On 3 March 2017, the Dutch Supreme Court requested a preliminary ruling from the Court of Justice of the European Union (CJEU) in two cases that relate to a German and a UK resident investment fund that both filed several Dutch dividend withholding tax refund claims with the Dutch tax authorities on the basis of the free movement of capital principle set forth in Article 63 of the Treaty on the Functioning of the European Union (EU). In 2015, the Dutch Supreme Court concluded that foreign investment funds are not comparable to Dutch fiscal investment institutions as they are not withholding agents for Dutch dividend withholding tax upon redistribution of their investment income to their ultimate investors.

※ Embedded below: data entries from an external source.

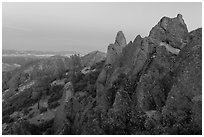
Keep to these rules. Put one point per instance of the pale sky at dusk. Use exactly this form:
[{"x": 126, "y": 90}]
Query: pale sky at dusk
[{"x": 85, "y": 27}]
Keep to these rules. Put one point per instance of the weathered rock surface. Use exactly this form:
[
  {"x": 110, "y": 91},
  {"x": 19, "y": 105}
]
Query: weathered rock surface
[{"x": 152, "y": 85}]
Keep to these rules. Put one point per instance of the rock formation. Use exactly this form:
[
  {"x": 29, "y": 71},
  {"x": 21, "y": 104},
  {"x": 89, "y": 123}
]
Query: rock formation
[{"x": 152, "y": 85}]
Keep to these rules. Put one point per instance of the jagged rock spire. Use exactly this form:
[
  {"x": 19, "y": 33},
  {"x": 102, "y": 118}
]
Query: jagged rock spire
[{"x": 120, "y": 39}]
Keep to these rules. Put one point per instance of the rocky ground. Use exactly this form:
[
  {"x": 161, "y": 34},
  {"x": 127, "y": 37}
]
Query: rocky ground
[{"x": 152, "y": 85}]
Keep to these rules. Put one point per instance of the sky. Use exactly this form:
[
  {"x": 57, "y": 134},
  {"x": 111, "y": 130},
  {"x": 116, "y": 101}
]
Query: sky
[{"x": 85, "y": 27}]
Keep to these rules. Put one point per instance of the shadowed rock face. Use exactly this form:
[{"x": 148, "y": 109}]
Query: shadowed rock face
[
  {"x": 171, "y": 30},
  {"x": 152, "y": 85},
  {"x": 114, "y": 53}
]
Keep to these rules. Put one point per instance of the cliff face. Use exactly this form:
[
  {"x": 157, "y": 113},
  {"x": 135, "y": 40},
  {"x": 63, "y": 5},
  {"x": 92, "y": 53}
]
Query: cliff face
[
  {"x": 159, "y": 75},
  {"x": 152, "y": 85}
]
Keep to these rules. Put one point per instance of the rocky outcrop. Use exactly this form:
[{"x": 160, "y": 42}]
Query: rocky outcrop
[
  {"x": 114, "y": 53},
  {"x": 152, "y": 85},
  {"x": 184, "y": 100},
  {"x": 92, "y": 58}
]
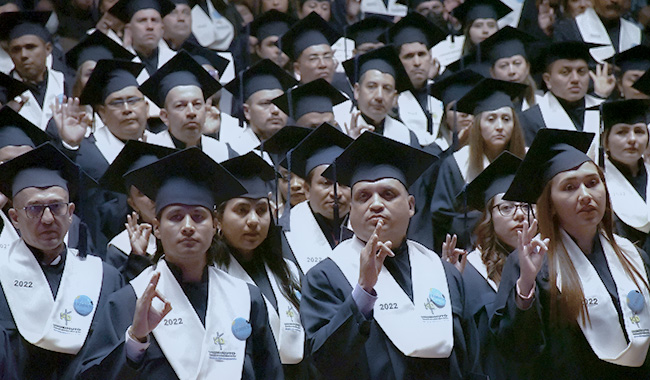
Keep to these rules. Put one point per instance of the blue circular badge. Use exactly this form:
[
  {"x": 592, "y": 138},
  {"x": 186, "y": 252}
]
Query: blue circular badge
[
  {"x": 437, "y": 297},
  {"x": 241, "y": 328},
  {"x": 83, "y": 305},
  {"x": 635, "y": 301}
]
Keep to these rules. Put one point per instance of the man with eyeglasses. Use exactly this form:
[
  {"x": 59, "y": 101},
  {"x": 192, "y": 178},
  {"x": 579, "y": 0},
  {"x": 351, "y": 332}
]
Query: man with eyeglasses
[{"x": 50, "y": 292}]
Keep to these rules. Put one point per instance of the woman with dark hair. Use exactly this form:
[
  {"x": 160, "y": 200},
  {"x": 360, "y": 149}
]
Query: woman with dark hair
[
  {"x": 580, "y": 311},
  {"x": 249, "y": 248}
]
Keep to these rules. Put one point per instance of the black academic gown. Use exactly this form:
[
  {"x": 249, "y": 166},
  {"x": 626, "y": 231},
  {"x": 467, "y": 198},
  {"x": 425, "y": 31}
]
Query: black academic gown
[
  {"x": 346, "y": 345},
  {"x": 105, "y": 355},
  {"x": 33, "y": 362},
  {"x": 553, "y": 352}
]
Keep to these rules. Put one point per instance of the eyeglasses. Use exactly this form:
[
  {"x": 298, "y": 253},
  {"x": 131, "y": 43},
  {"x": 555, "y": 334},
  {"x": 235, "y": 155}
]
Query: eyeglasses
[
  {"x": 509, "y": 209},
  {"x": 119, "y": 103},
  {"x": 36, "y": 211}
]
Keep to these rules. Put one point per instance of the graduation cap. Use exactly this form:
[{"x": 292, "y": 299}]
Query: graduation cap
[
  {"x": 189, "y": 177},
  {"x": 264, "y": 75},
  {"x": 630, "y": 112},
  {"x": 454, "y": 86},
  {"x": 283, "y": 140},
  {"x": 636, "y": 58},
  {"x": 321, "y": 147},
  {"x": 470, "y": 10},
  {"x": 505, "y": 43},
  {"x": 383, "y": 59},
  {"x": 368, "y": 30},
  {"x": 125, "y": 9},
  {"x": 553, "y": 151},
  {"x": 414, "y": 28},
  {"x": 133, "y": 156},
  {"x": 109, "y": 76},
  {"x": 94, "y": 47},
  {"x": 271, "y": 23},
  {"x": 315, "y": 96},
  {"x": 15, "y": 130},
  {"x": 10, "y": 88},
  {"x": 311, "y": 30},
  {"x": 181, "y": 70},
  {"x": 366, "y": 159},
  {"x": 495, "y": 179},
  {"x": 17, "y": 24},
  {"x": 253, "y": 173},
  {"x": 488, "y": 95}
]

If the refund would be granted, foreign investors investing in Dutch securities through a foreign investment fund would effectively be better off (no Dutch withholding tax burden) than foreign direct portfolio investors investing in Dutch securities. The Supreme Court therefore ruled that the EU treaty freedoms do not require the Netherlands to refund Dutch dividend withholding tax incurred by foreign investment funds on their Dutch portfolio dividend income.
However, as a result of subsequent developments in the CJEU’s case law, the correctness of the Supreme Court decision has been challenged. Based on the recent CJEU case law, foreign direct portfolio investors directly investing in Dutch securities may be eligible for a refund of Dutch dividend withholding tax. By contrast, based on the Supreme Court’s 2015 decision, foreign investors investing in Dutch securities through a foreign investment fund would effectively not qualify for such refund. In light of these developments, the Dutch Lower Court requested the Dutch Supreme Court to reassess its earlier 2015 decision in the two cases at hand in August 2016.1 The Lower Court explicitly asked the Supreme Court whether it sees arguments to reconsider its 2015 ruling, and how certain aspects relating to the comparability between the foreign and Dutch fiscal investment institutions.
Accordingly, the Dutch Supreme Court decided to refer the two cases to the CJEU on 3 March for a preliminary ruling. The Dutch Supreme Court acknowledges that the correctness of its 2015 decision is not beyond challenge. The Supreme Court has furthermore asked the CJEU to clarify to what extent a foreign investment fund can be considered to be comparable to a Dutch fiscal investment institution that is entitled to a dividend withholding tax refund.
The request for the preliminary ruling from the CJEU is a positive development for foreign investment funds holding Dutch securities as the correctness of the strict Supreme Court decision from 2015 will now be assessed by the CJEU. In anticipation to the final outcome in the two cases, foreign investment funds should assess their Dutch withholding tax position and where appropriate, consider filing protective claims with the Dutch tax administration.
1. See EY Global Tax Alert, Dutch Lower Court requests Dutch Supreme Court to reconsider its case law on withholding tax reclaim requests filed by foreign investment funds, dated 6 September 2016.